VARESE, 13 maggio 2026-In occasione della Giornata Internazionale contro l’Omofobia, la Bifobia e la Transfobia, la città di Varese si prepara a ospitare un importante momento di riflessione e condivisione pubblica.
Domenica 17 maggio 2026, la prestigiosa Sala Ambrosoli di Villa Recalcati farà da cornice alla conferenza intitolata “IDENTITÀ DISCRIMINATE e TERRITORIALITÀ”, un evento organizzato da Arcigay Varese APS con il patrocinio della Provincia e del Comune di Varese. L’incontro, in programma dalle ore 15:30 alle ore 17:30, si propone come un’occasione fondamentale per sensibilizzare la cittadinanza e le istituzioni locali sui temi dell’inclusione e del contrasto ai pregiudizi di genere e orientamento sessuale.
Al centro del dibattito ci sarà il bilancio delle attività del Centro Arcobaleno, la struttura antidiscriminazioni gestita dall’associazione che rappresenta un punto di riferimento cruciale per il territorio. Durante il pomeriggio verranno infatti divulgati i dati relativi ai servizi di accoglienza e supporto degli ultimi ventiquattro mesi, un periodo che ha visto l’assistenza diretta di oltre 240 persone in tutta la provincia, delineando un quadro di richieste d’aiuto in costante aumento che interroga direttamente il tessuto sociale e istituzionale locale.

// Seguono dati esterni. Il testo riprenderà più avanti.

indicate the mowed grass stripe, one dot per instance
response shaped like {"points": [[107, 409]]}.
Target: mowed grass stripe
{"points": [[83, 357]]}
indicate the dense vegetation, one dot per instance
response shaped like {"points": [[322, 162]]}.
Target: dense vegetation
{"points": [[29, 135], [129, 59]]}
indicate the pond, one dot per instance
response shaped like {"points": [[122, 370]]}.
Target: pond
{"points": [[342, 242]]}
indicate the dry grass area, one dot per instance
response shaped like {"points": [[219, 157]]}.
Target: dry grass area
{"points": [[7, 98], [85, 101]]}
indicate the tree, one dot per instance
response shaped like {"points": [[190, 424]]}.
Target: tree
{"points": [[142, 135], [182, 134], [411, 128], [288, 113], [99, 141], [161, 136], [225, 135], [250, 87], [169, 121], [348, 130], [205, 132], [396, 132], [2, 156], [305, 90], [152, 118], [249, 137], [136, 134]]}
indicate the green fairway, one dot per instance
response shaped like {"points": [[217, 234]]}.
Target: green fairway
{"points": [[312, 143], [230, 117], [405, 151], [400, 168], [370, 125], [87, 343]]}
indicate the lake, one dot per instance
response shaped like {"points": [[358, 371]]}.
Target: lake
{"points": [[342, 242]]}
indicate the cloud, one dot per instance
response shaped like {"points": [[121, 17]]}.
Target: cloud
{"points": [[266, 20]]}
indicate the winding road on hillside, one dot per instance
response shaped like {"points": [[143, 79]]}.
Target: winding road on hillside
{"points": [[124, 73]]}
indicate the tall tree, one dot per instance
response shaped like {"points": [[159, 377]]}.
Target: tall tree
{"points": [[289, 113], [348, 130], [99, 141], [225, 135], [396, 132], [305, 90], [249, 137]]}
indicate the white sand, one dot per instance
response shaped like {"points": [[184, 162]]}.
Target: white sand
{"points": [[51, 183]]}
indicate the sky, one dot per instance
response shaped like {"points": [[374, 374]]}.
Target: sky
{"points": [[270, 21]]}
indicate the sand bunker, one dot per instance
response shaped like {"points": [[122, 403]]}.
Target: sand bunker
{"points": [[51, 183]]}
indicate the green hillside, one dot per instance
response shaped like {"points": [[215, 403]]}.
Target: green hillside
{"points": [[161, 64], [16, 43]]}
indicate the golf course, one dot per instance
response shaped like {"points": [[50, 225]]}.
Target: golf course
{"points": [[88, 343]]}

L’apertura della conferenza sarà affidata ai saluti istituzionali del Sindaco di Varese, Davide Galimberti, affiancato dall’Assessora alle Pari Opportunità, Rossella Dimaggio, e dalla Professoressa Paola Biavaschi, delegata della Rettrice alle pari opportunità dell’Università degli Studi dell’Insubria, a testimonianza di una sinergia profonda tra mondo politico e accademico. Il valore nazionale dell’iniziativa sarà inoltre sottolineato da un videomessaggio di saluto inviato dal Direttore dell’Ufficio nazionale antidiscriminazioni razziali (UNAR), Mattia Peradotto.
Il fulcro dell’evento coinciderà con una tavola rotonda che vedrà protagonista l’equipe multidisciplinare dello stesso Centro Arcobaleno, impegnata quotidianamente nel benessere della comunità LGBTQIA+. L’educatrice Mikaela Filice approfondirà il tema delle solitudini involontarie e l’importanza di adottare uno sguardo intersezionale all’interno dei servizi del territorio, mentre la psicologa Clara Baldin analizzerà l’impatto psicologico delle microaggressioni e del cosiddetto minority stress, arricchendo la trattazione con testimonianze concrete di resistenza quotidiana.
Un ampio spazio sarà poi dedicato alla costruzione delle reti locali con la presentazione ufficiale del progetto SISTER_VA. Questa iniziativa, sviluppata in stretta collaborazione con i centri antiviolenza EOS Varese e Rete Rosa Saronno, punta a potenziare gli interventi coordinati e intersezionali a favore di tutte le vittime di violenza, superando le frammentazioni operative. Nelle parole della Presidente di Arcigay Varese, Alice Millefanti, la conferenza non rappresenta soltanto un momento di riflessione teorica, ma un vero e proprio atto di trasparenza verso l’intera comunità. Mostrare questi dati significa infatti dare visibilità e dignità alle vite delle persone LGBTQIA+ nel contesto varesino, ribadendo con forza che la costruzione di una società inclusiva deve essere un dovere condiviso da ciascuna istituzione.